When generate_citations is enabled, Reducto includes bounding box metadata for each extracted field. Citation data (citations) is in a separate field than result, which is the data returned in your specified schema structure. Each bounding box (bbox) represents the location of text in the document with coordinates relative to the top left corner of the page:
Sample response
{
  "citations": [
    {
      "sample_extracted_field": [
        {
		// Relative to top left corner of the page
          "bbox": {
            "left": 0.1,
            "top": 0.2,
            "width": 0.3,
            "height": 0.05,
            "page": 1,
            "original_page": 1
          },
          "confidence": "high",
          "content": "granular citation",
          "image_url": null,
		// For granular citations, this is the parent block that it belongs inside of
          "parentBlock": {
            "bbox": {
              "left": 0.1,
              "top": 0.9,
              "width": 0.8,
              "height": 0.05,
              "page": 1
            },
            "block_type": "Text",
            "confidence": "high",
            "content": "This is the full sentence with the granular citation."
          },
          "type": "Text"
        }
      ]
    }
  ],
  "result": ....
}
In the bounding box coordinates: left, top, width, height: pixel coordinates normalized to the page, relative to the top left corner.
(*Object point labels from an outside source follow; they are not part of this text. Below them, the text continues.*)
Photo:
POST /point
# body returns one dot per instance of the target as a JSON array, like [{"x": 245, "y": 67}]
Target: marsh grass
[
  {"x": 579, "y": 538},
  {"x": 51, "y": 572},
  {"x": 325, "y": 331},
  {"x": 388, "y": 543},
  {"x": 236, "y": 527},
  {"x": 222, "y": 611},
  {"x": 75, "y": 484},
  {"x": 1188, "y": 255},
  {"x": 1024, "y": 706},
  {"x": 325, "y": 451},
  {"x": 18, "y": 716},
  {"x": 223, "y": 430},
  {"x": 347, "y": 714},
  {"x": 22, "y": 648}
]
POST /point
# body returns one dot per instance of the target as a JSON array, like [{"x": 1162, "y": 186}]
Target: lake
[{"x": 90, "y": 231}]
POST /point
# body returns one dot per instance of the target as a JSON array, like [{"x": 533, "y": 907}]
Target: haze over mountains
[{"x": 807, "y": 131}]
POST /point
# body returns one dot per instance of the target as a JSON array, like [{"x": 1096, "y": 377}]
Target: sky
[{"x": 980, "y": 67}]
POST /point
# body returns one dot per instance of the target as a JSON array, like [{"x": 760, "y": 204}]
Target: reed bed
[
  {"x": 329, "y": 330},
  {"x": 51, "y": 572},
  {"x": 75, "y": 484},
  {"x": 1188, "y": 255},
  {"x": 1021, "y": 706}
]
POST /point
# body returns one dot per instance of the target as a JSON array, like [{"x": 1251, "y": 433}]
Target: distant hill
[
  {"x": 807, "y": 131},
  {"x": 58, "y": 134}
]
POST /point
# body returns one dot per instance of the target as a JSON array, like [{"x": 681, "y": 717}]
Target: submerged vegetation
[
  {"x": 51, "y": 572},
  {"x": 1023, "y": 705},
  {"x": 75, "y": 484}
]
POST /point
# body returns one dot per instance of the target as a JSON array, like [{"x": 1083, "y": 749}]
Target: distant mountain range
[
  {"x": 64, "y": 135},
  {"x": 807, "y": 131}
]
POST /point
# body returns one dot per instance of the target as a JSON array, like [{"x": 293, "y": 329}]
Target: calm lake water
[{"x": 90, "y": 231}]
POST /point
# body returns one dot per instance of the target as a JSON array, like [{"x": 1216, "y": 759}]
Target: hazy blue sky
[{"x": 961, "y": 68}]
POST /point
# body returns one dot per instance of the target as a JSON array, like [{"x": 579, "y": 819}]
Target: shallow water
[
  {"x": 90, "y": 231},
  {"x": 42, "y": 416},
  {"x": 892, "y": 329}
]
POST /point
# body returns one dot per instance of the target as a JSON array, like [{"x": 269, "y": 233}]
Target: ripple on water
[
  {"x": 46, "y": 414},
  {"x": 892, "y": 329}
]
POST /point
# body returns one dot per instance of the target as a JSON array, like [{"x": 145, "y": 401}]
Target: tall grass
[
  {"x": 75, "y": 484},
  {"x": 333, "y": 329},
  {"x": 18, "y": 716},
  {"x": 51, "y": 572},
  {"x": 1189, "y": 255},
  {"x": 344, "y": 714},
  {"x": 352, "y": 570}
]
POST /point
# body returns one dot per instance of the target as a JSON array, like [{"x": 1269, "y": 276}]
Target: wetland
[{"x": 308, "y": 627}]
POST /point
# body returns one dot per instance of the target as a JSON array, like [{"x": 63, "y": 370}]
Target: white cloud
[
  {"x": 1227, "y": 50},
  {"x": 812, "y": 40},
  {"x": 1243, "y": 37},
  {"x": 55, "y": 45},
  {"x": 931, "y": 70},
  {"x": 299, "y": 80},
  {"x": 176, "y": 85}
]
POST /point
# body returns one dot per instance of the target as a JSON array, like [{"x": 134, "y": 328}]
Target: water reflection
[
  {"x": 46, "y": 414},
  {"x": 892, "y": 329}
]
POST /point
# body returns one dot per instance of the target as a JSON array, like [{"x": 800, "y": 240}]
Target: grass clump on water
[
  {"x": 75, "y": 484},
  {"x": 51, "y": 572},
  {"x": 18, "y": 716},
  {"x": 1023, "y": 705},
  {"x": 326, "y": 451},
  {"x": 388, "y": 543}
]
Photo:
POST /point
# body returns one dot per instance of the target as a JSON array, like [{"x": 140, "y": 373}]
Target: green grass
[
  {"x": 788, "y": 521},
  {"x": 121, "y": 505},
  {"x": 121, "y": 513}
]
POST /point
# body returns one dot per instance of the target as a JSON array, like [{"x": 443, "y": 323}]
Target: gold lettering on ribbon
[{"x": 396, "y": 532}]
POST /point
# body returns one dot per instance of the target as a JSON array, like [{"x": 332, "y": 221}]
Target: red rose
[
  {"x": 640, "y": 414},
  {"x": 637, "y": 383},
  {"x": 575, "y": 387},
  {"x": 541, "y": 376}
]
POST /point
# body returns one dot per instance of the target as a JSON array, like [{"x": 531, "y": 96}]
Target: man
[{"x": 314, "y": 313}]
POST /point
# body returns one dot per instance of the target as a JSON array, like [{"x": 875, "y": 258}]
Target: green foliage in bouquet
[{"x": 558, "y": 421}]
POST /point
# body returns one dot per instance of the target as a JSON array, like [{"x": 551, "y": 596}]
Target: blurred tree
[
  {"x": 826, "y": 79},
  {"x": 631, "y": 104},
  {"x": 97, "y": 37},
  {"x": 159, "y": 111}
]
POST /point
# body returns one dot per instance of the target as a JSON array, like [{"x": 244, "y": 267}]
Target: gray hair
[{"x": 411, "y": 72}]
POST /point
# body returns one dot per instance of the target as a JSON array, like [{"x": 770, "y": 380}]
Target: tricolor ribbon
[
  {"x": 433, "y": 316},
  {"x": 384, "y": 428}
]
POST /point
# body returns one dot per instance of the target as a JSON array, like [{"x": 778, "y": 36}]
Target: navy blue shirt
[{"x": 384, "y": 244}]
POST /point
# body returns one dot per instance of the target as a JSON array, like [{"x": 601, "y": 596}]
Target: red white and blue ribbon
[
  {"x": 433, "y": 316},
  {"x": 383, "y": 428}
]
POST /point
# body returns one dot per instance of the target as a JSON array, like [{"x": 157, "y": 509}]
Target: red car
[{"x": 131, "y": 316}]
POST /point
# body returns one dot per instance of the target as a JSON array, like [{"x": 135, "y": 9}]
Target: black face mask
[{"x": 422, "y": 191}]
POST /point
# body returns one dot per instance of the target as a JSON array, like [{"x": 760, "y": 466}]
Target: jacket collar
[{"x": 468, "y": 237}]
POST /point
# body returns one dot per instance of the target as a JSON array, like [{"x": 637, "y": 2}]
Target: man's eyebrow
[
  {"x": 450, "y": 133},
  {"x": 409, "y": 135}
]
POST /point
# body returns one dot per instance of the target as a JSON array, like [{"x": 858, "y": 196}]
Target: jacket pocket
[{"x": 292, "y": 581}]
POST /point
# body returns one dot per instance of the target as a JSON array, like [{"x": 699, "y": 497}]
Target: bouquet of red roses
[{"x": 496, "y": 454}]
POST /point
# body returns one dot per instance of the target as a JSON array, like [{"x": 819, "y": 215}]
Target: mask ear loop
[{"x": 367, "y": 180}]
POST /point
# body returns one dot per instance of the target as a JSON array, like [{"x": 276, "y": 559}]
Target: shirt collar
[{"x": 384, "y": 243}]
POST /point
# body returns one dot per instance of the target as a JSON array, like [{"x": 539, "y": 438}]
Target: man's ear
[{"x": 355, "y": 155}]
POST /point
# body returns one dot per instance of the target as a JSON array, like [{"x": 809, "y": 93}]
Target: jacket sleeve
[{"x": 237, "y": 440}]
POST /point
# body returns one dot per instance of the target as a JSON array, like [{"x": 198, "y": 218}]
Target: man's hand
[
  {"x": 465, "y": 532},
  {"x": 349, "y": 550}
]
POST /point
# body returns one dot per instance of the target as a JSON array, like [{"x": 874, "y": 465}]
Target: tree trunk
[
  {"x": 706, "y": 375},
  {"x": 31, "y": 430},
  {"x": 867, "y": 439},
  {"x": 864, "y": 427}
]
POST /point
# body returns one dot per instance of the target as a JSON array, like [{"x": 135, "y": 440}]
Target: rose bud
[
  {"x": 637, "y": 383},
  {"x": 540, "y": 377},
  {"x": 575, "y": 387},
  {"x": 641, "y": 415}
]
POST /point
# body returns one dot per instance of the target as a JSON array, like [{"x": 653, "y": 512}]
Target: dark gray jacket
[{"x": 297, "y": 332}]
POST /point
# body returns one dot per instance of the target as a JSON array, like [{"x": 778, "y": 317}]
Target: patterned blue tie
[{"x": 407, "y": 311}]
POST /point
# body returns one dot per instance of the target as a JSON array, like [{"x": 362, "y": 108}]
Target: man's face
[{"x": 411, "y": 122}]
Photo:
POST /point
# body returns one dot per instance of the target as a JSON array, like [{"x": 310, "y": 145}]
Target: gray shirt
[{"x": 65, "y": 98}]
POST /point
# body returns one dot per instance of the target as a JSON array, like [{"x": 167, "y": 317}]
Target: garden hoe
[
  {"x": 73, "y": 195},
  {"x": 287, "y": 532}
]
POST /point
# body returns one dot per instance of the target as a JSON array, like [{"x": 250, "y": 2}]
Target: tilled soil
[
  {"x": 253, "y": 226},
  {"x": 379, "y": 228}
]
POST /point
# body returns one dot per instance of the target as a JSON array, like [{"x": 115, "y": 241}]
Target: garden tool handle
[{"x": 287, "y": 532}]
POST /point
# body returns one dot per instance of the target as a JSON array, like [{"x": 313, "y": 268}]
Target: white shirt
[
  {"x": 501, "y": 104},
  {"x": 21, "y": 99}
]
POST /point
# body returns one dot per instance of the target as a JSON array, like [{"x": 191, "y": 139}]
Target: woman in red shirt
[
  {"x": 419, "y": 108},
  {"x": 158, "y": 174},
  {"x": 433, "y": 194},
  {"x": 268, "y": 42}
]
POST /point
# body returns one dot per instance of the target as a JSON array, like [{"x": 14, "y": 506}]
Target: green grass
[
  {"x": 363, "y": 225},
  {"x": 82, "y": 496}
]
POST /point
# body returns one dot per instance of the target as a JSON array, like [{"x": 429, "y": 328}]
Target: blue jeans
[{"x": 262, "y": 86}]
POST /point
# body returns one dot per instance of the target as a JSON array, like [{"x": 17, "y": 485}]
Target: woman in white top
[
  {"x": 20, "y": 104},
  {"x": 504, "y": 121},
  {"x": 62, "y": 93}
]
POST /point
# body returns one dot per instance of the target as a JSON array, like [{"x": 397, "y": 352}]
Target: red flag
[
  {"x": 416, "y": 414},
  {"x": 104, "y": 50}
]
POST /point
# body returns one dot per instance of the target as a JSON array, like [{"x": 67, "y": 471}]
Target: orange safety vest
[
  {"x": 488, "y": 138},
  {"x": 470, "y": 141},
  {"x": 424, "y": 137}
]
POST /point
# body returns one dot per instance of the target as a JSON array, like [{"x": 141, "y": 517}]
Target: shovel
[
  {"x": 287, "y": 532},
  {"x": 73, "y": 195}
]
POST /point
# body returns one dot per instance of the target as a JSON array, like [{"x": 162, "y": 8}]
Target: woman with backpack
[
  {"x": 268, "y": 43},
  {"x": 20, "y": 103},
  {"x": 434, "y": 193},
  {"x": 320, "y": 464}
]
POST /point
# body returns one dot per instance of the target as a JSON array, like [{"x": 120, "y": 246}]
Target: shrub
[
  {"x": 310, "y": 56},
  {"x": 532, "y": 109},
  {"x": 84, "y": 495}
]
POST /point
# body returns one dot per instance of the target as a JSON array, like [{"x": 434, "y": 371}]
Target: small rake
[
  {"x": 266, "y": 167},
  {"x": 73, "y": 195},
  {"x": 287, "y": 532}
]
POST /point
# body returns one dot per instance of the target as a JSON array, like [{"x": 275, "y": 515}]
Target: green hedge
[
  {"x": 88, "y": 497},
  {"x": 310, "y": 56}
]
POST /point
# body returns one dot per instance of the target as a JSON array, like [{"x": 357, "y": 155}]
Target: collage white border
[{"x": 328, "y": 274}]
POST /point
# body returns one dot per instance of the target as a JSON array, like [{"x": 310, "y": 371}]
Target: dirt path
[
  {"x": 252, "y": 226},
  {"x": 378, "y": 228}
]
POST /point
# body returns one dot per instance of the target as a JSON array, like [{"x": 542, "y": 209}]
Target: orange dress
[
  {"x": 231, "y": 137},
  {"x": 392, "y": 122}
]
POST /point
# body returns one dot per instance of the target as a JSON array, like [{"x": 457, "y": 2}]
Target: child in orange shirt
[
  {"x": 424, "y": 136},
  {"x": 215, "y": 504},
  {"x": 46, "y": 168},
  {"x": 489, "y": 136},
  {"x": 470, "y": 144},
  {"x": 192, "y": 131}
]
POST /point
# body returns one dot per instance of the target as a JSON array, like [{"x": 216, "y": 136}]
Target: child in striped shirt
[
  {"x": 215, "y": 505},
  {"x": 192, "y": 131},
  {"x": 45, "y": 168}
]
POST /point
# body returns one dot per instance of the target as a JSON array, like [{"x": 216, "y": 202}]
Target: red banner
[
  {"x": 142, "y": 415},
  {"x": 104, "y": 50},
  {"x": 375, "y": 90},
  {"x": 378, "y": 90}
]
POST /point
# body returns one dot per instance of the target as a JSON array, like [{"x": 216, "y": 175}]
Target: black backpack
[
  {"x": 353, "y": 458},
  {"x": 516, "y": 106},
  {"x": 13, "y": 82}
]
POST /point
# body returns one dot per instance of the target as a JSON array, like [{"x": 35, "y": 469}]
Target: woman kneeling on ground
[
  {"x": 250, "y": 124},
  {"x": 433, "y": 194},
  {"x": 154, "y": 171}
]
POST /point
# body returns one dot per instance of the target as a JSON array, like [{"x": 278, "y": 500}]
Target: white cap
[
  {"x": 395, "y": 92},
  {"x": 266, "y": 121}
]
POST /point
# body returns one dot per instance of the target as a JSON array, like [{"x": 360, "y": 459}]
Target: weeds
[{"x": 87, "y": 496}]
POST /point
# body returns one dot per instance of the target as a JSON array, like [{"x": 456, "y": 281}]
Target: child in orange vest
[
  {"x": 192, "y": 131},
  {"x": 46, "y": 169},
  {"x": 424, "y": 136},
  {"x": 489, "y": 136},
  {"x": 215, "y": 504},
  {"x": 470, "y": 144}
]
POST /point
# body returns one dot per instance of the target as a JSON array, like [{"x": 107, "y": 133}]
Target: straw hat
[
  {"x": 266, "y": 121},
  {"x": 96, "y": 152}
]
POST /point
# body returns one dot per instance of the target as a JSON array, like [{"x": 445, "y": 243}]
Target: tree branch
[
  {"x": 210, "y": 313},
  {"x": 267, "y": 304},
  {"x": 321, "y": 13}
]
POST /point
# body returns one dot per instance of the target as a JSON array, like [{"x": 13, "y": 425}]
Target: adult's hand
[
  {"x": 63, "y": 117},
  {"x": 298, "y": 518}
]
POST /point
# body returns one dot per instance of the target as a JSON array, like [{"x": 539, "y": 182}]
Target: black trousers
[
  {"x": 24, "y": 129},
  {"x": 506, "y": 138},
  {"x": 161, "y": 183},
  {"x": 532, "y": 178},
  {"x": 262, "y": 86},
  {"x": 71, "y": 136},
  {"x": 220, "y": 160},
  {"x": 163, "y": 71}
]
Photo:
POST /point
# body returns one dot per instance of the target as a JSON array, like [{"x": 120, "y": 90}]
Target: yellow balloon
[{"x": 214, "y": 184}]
  • parentBlock: Since citations can be very granular and specific, the parentBlock is the Parse block containing the extracted data. It helps with providing more contextual data.
In Studio, citations are two-way links: -> Click an extracted field to see its highlight in the document. -> Click a highlighted bounding box to locate the field in the output.

Spreadsheet citations

Excel and other spreadsheet formats handle citations differently from PDFs and images: Coordinate system:
  • Excel: Uses actual row/column positions (1-indexed). For example, cell A1 would have coordinates left: 1, top: 1, width: 1, height: 1
  • Other formats: Use normalized coordinates in [0,1] range relative to page dimensions
Page field:
  • Excel: The page field represents the sheet index (1-indexed). Sheet 1 = page 1, Sheet 2 = page 2, etc.
  • Other formats: The page field represents the actual page number in the document
Example Excel citation:
JSON output
{
  "bbox": {
    "left": 2,      // Column B (1-indexed)
    "top": 5,       // Row 5 (1-indexed) 
    "width": 1,     // 1 column wide
    "height": 1,    // 1 row tall
    "page": 1,      // First sheet
    "original_page": 1
  }
}
This allows for precise cell-level citations that correspond directly to Excel’s native coordinate system.